OpenPref is an implementation of European trick-taking game Preferans against two virtual players. It allows to play Sochi version of Preferans, allowing to change some game conventions.
Preferans is played by three active players with a French-suited 32-card piquet deck. Aces rank high and tens rank in their natural position between jacks and nines. As happens with many three-player trick-taking games, the game is frequently played by four players using the convention that in each hand the dealer pauses. Each active player receives 10 cards in batches of 2. The remaining 2 cards form a talon that will be used by the declarer to improve his or her hand. The deal typically follows the scheme: 2–talon–2–2–2–2....
Also two players can play Preferans.

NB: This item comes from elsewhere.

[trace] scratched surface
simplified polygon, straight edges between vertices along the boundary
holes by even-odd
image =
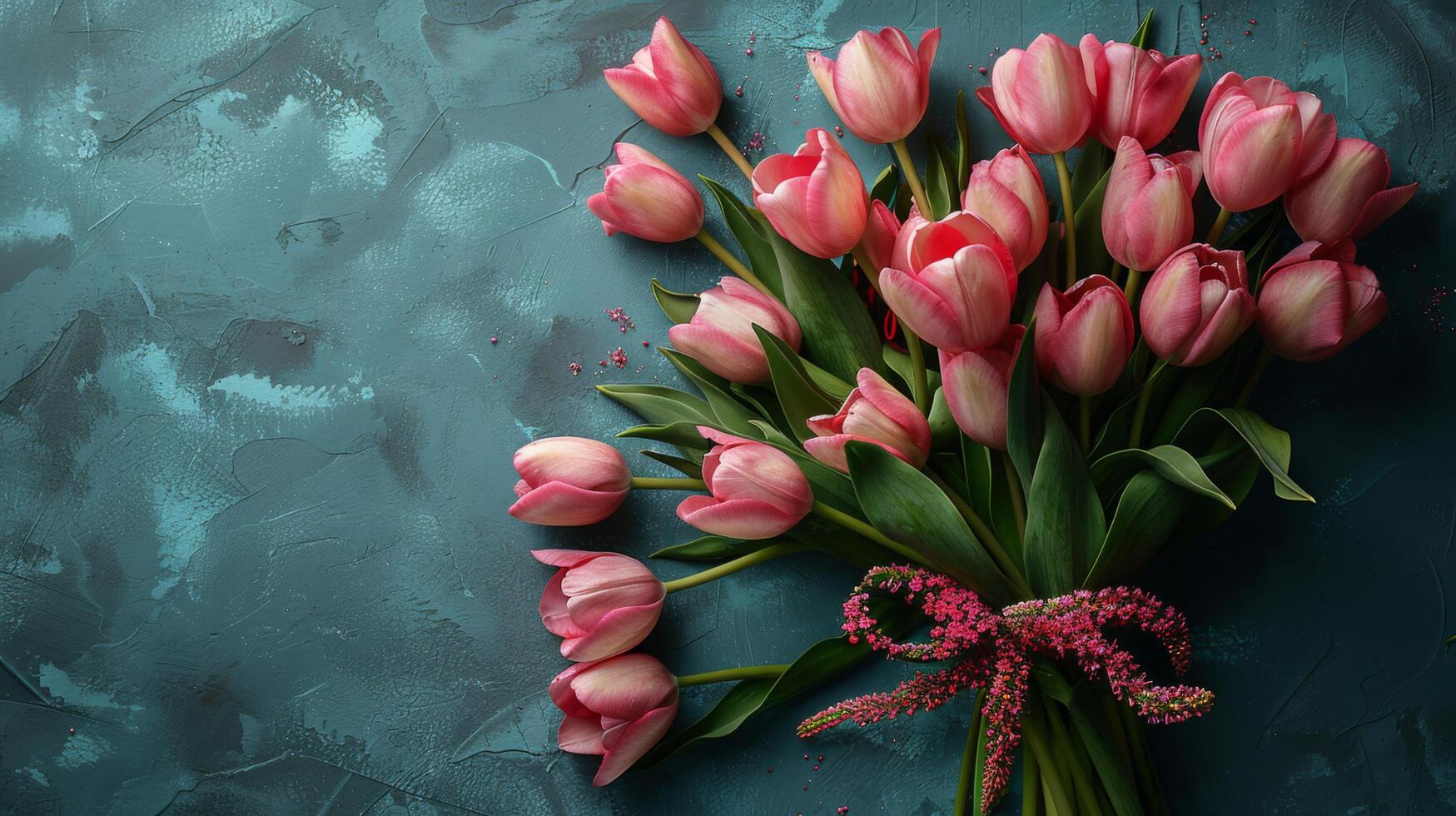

This variation is called hussar (Russian: Gusarik). In this variation cards are dealt for three players. The third player is called dummy, his cards are not opened during bidding. If someone wins a bidding and the second player decides to whist, his and dummy's hands will be displayed face-up on the table and the defender will play in the light as in the game with three or four players.
A bidding process is used to decide which player declares the trump suit, as well as the contract, which is the required number of tricks the soloist must attain. The soloist is known as the declarer, and the declarer's objective is to win the contracted number of tricks, while the defenders' main objective is to prevent this.
Trick-play differs from Whist in that there is an obligation to trump. The eldest hand leads to the first trick. Players must follow suit if possible, else trump if possible. The trick is won by the player who played the highest trump or the highest card of the suit led. The winner of a trick leads to the next trick.